Calls the same function the production app uses.
enable_storage() here ensures traces are captured during eval runs.
"""
enable_storage()
answer_question(**eval_input)
async def test_answer_quality():
await assert_dataset_pass(
runnable=runnable,
dataset_name="qa-golden-set",
evaluators=[FactualityEval()],
pass_criteria=ScoreThreshold(threshold=0.7, pct=0.8),
from_trace=last_llm_call,
)
assert_dataset_pass API — exact parameter names
await assert_dataset_pass(
runnable=runnable, # callable that takes eval_input dict
dataset_name="my-dataset", # NOT dataset_path — name of dataset created in Step 4
evaluators=[...], # list of evaluator instances
pass_criteria=ScoreThreshold( # NOT thresholds — ScoreThreshold object
threshold=0.7, # minimum score to count as passing
pct=0.8, # fraction of items that must pass
),
from_trace=last_llm_call, # which span to extract eval data from
)
Common mistakes that break tests
| Mistake | Symptom | Fix |
|---|---|---|
def test_...(): (sync) |
RuntimeWarning "coroutine was never awaited", test passes vacuously | Use async def test_...(): |
No await |
Same: "coroutine was never awaited" | Add await before assert_dataset_pass(...) |
dataset_path="..." |
TypeError: unexpected keyword argument | Use dataset_name="..." |
thresholds={...} |
TypeError: unexpected keyword argument | Use pass_criteria=ScoreThreshold(...) |
Omitting from_trace |
Evaluator may not find the right span | Add from_trace=last_llm_call |
If pixie test shows "No assert_pass / assert_dataset_pass calls recorded", the test passed vacuously because assert_dataset_pass was never awaited. Fix the async signature and await immediately.
Multiple test functions
Split into separate test functions when you have different evaluator sets:
async def test_factual_answers():
"""Test items that have deterministic expected outputs."""

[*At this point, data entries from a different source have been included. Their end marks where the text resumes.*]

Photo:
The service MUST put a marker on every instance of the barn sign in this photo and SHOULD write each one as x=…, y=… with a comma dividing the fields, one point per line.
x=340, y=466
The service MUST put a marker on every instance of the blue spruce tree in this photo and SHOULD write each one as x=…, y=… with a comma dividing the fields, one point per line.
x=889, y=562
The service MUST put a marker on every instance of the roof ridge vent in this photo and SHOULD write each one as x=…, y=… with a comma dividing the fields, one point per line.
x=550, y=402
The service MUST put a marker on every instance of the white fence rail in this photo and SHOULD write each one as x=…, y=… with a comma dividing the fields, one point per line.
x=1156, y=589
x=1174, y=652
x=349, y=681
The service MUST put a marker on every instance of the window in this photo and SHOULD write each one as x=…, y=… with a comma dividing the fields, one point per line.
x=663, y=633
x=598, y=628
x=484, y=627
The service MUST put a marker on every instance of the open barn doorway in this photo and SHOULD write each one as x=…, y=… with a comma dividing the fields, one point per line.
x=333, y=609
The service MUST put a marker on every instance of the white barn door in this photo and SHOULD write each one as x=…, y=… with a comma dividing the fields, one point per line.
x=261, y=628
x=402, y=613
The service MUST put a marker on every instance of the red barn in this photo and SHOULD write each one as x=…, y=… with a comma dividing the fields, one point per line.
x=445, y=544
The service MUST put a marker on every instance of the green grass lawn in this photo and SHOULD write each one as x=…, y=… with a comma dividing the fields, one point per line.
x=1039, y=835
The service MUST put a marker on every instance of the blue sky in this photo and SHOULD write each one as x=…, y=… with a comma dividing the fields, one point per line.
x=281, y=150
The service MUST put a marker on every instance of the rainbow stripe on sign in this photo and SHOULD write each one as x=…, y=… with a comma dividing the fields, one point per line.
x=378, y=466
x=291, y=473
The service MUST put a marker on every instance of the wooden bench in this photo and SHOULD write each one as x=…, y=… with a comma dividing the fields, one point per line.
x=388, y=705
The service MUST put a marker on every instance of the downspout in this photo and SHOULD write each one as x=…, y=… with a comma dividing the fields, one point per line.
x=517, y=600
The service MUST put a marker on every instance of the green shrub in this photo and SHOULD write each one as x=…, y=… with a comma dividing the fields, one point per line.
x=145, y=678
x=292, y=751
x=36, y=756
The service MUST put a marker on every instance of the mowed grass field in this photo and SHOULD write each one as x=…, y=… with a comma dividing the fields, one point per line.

await assert_dataset_pass(
runnable=runnable,
dataset_name="qa-deterministic",
evaluators=[FactualityEval()],
pass_criteria=ScoreThreshold(threshold=0.7, pct=0.8),
from_trace=last_llm_call,
)
async def test_response_style():
"""Test open-ended quality criteria."""
await assert_dataset_pass(
runnable=runnable,
dataset_name="qa-open-ended",
evaluators=[concise_voice_style],
pass_criteria=ScoreThreshold(threshold=0.6, pct=0.8),
from_trace=last_llm_call,
)
Key points
enable_storage()belongs inside therunnable, not at module level — it needs to fire on each invocation so the trace is captured for that specific run.- The
runnableimports and calls the same function that production uses — the app's entry point, going through the utility function from Step 3. - If the
runnablecalls a different function than what the utility function calls, something is wrong. - The
eval_inputdict should contain only the semantic arguments the function needs (e.g.,question,messages,context). The@observedecorator automatically stripsselfandcls. - Choose evaluators that match your data. If dataset items have
expected_output, use comparison evaluators. If not, use standalone evaluators.
Running tests
The test runner is pixie test (not pytest):
uv run pixie test # run all test_*.py in current directory
uv run pixie test pixie_qa/tests/ # specify path
uv run pixie test -k factuality # filter by name
uv run pixie test -v # verbose: shows per-case scores and reasoning
pixie test automatically loads the .env file before running tests, so API keys do not need to be exported in the shell. No sys.path hacks are needed in test files.
The -v flag is important: it shows per-case scores and evaluator reasoning, which makes it much easier to see what's passing and what isn't.
After running, verify the scorecard
- Shows "N/M tests passed" with real numbers
- Does NOT say "No assert_pass / assert_dataset_pass calls recorded" (that means missing
await) - Per-evaluator scores appear with real values
A test that passes with no recorded evaluations is worse than a failing test — it gives false confidence. Debug until real scores appear.